Before: Casey Keasler, founder and creative director of Portland, Oregon-based design firm Casework, updated this attic suite bathroom in a 1912 Seattle home by maintaining the layout and installing new fixtures and finishes.

After: A walk-in shower that is tiled up to the ceiling pitch replaced the original tub. A custom wood vanity with one sink basin is decked with two faucets to save space. Brass accents bring a little glam. "It was all about balancing the closed and the open, the heavy and the light, to make this low-ceiling-height space functional, but also open, cozy, and bright," says Keasler.

Before: This 1898 townhouse in the Prospect Lefferts Gardens Historic District in Brooklyn featured a blue enamel tub and tin ceilings in the bathroom.

After: The team at GRT Architects introduced emerald-green cement floor tiles from Clé, a custom vanity with triangular brass pulls, and square wall tiles that echo the ceiling pattern.

Before: In Portland, Oregon, an artsy retiree tasked local firm Jessica Helgerson Interior Design with renovating the 1,075-square-foot, one-bedroom, one-bath loft that she’d lived in for nearly 10 years. 

After: The interior design firm created a sculptural vanity installation with custom, bleached red oak cabinets, a concrete sink, and tiled walls and countertops. "The Japanese porcelain tiles were laid out in a grid that aligns with every element in the bathroom," says designer Mira Eng-Goetz. "For example, the bathroom sink aligns with the adjacent grout lines, as do the inset cabinet doors below."

Before: Actress Mandy Moore enlisted interior architect Emily Farnham and interior designer Sarah Sherman Samuel to renovate her 1950 Pasadena residence originally designed by modernist architect Harold B. Zook. 

After: In a Jack and Jill bathroom, a custom vanity topped with marble floats against a wall clad in Fireclay tile. The mirrors are by Wayfair and the sconces are from Allied Maker. Samuel designed the unique brass inlay pattern for the terrazzo floors.

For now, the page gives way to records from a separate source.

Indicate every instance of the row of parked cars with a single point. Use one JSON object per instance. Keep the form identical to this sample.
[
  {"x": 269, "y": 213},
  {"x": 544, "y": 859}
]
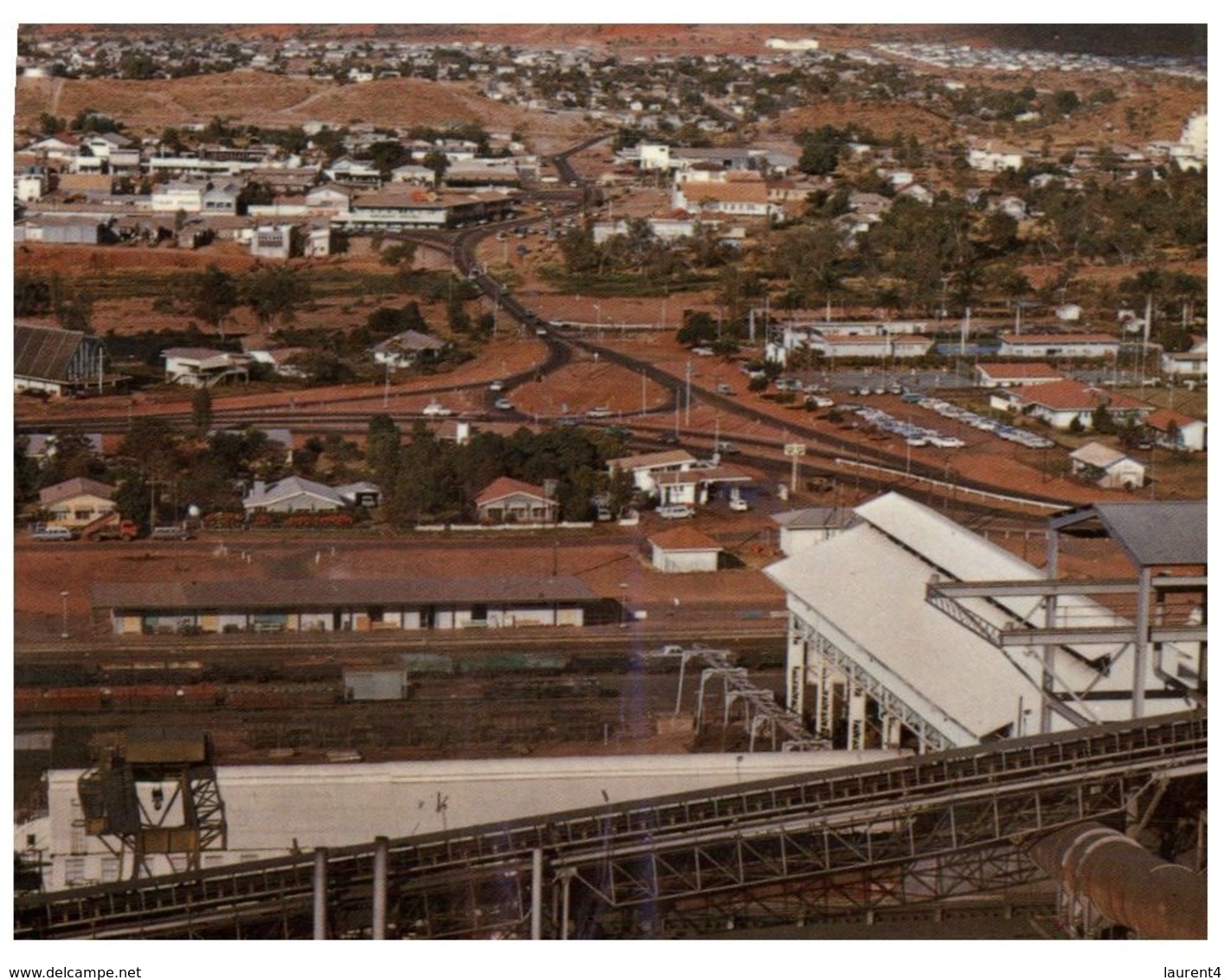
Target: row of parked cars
[
  {"x": 915, "y": 435},
  {"x": 1001, "y": 430}
]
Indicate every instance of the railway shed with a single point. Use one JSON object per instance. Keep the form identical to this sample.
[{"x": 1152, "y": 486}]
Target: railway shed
[
  {"x": 909, "y": 629},
  {"x": 341, "y": 604}
]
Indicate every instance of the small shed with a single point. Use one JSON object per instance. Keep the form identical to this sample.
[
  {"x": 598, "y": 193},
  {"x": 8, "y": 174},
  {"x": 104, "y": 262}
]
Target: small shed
[
  {"x": 1107, "y": 467},
  {"x": 685, "y": 549},
  {"x": 374, "y": 685},
  {"x": 801, "y": 530}
]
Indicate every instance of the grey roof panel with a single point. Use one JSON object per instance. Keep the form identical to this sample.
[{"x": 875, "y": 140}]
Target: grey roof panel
[{"x": 1171, "y": 532}]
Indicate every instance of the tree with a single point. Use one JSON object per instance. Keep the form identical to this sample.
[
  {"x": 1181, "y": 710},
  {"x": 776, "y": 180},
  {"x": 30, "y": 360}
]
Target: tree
[
  {"x": 213, "y": 294},
  {"x": 822, "y": 149},
  {"x": 274, "y": 291},
  {"x": 202, "y": 410},
  {"x": 437, "y": 163}
]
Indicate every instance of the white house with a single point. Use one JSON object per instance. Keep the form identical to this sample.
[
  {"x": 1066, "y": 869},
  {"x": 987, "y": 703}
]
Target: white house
[
  {"x": 295, "y": 493},
  {"x": 202, "y": 367},
  {"x": 74, "y": 504},
  {"x": 1177, "y": 431},
  {"x": 1188, "y": 364},
  {"x": 994, "y": 158},
  {"x": 506, "y": 500},
  {"x": 1060, "y": 403},
  {"x": 647, "y": 467},
  {"x": 1011, "y": 376},
  {"x": 177, "y": 196},
  {"x": 406, "y": 349},
  {"x": 1058, "y": 345},
  {"x": 1107, "y": 467}
]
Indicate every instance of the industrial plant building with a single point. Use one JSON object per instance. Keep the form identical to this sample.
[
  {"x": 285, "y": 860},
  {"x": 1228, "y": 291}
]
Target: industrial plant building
[{"x": 909, "y": 629}]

Before: Architect Cecilia Yuan of Blank Canvas Architects made some smart moves in the renovation of her Melbourne, Australia, home—all with the intention of strategically connecting the interiors to the yard. 

Before: The architect relocated the ground-floor bathroom and laundry room to better utilize an existing narrow window opening in the living room that overlooks a private side alley. 

After: Cool, gray-toned cement floor tiles sync the bathroom’s palette with the rest of the house.

After: The shower "takes full advantage of its location on the side alley of the house with [glazing] that looks into a tiny lush garden, giving the illusion of showering in the [greenery]," says Yuan.

After: Behind the large, sliding pivot panels lies a hidden laundry area—one of the architect’s favorite features. "I love it because it functions when I need it, but the sliding pivot doors allow me to hide it all away when we have visitors over," she says.

Before: In order to create a private en suite for the owners of this Seattle midcentury, SHED Architecture + Design expanded the existing bathroom by enclosing an exterior atrium between the entry and the garage.

After: Now, a walk-in shower and soaking tub are tucked under the roofline. Skylights placed between the existing eaves fill the new bathroom with light. 

After: The bathroom features black hex tile on the floor and white tile laid in a grid on the walls. The custom vanity is fir, in keeping with the rest of the home’s material palette.